Note, ARIA also supports custom plugins which process audio and MIDI, this allows us to expand our SFZ instruments without 'polluting' the SFZ player layer with product-specific needs. Most of that DSP is proprietary of course. As you have figured out, effectively supporting both open and DRM'ed content, especially in a cross platform and cross engine manner is very complex, if you find the magical solution, please I'm all ears.

Many commercial sample developers want to at least lock down their sound assets in order to protect their investment, so thats why we offer various forms of audio encryption, but its NOT a mandatory feature of ARIA libraries:

The ARIA Free bank uses straight FLAC files:
http://ariaengine.com/forums/index.php? ... -engine/p1

Shreddage Guitar/Bass (SFZ version) use straight wave files http://www.shreddage.com.
(and has no custom ARIA DSP or MIDI proc, it all works though SFZ 2.x, which we think is a great example of what you can do
with the spec alone!)
AnthonyCFox wrote: Maybe developing a relationship with Plogue or Camel Audio and work with them to ensure that their samplers continue to work with Wine? Well, Camel Audio needs to get theirs working in Wine first...
Better yet, given time, I wish we could release a native Linux version!

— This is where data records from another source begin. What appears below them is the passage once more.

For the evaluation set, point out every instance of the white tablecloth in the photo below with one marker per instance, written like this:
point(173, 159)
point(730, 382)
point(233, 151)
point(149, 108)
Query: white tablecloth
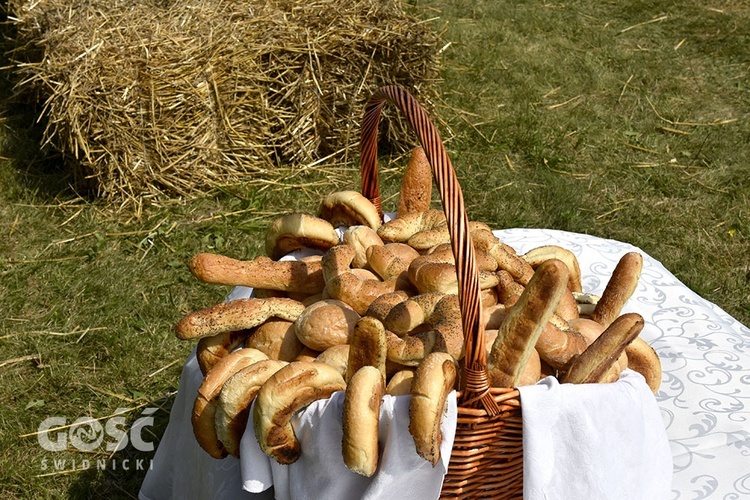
point(704, 399)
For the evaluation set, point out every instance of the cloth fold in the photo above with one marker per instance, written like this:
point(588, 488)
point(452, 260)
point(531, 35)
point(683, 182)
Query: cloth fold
point(320, 471)
point(603, 441)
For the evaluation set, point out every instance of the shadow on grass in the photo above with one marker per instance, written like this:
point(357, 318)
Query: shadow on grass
point(121, 476)
point(38, 168)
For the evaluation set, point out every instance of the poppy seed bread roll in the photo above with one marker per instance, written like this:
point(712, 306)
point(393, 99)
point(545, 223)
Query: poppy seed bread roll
point(434, 379)
point(362, 401)
point(288, 391)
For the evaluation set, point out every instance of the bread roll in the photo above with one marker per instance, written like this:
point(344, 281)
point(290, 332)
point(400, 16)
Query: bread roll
point(368, 347)
point(289, 390)
point(593, 364)
point(211, 349)
point(400, 383)
point(277, 338)
point(234, 315)
point(524, 324)
point(336, 356)
point(349, 208)
point(434, 379)
point(416, 185)
point(643, 359)
point(236, 397)
point(259, 273)
point(296, 231)
point(204, 408)
point(360, 238)
point(326, 323)
point(364, 395)
point(619, 289)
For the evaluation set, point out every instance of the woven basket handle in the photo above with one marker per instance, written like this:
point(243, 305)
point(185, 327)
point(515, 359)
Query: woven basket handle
point(475, 382)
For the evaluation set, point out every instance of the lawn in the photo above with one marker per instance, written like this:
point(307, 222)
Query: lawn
point(624, 121)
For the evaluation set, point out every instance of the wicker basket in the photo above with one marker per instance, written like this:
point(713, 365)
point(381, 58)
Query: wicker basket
point(487, 455)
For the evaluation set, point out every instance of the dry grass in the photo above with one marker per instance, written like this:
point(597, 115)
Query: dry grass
point(150, 100)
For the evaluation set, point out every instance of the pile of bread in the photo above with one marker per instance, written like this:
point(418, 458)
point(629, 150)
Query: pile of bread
point(374, 311)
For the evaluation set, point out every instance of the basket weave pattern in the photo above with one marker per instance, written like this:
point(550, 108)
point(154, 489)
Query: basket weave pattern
point(487, 455)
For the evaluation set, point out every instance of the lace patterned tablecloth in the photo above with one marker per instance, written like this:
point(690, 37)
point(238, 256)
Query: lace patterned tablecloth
point(704, 398)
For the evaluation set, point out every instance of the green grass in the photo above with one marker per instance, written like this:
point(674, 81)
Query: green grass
point(626, 121)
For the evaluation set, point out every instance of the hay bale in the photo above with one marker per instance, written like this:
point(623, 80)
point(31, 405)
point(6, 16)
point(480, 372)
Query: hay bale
point(153, 98)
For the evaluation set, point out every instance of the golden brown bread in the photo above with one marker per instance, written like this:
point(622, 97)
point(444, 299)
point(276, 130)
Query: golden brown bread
point(402, 228)
point(234, 315)
point(236, 397)
point(592, 365)
point(277, 338)
point(538, 255)
point(337, 356)
point(349, 208)
point(360, 238)
point(364, 395)
point(296, 231)
point(326, 323)
point(211, 349)
point(259, 273)
point(287, 391)
point(416, 185)
point(444, 335)
point(619, 289)
point(203, 417)
point(400, 383)
point(524, 324)
point(434, 379)
point(368, 347)
point(643, 359)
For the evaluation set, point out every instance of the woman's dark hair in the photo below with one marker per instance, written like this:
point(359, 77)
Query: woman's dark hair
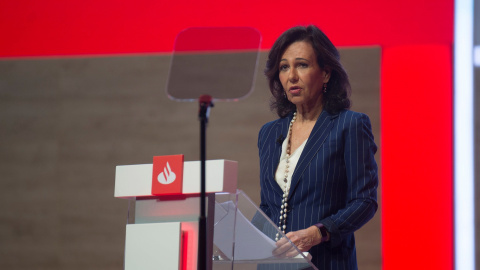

In other notes. If you follow our company's history and products you would see that that we contributed to portaudio and libsndfile, - and not just by bug reporting - and a few other things. On a personal note I've also contributed to MAME/MESS and hope to do more in the future.

What I'm trying to say is that for me there is no good/bad or clear divide between open source and commercial ventures.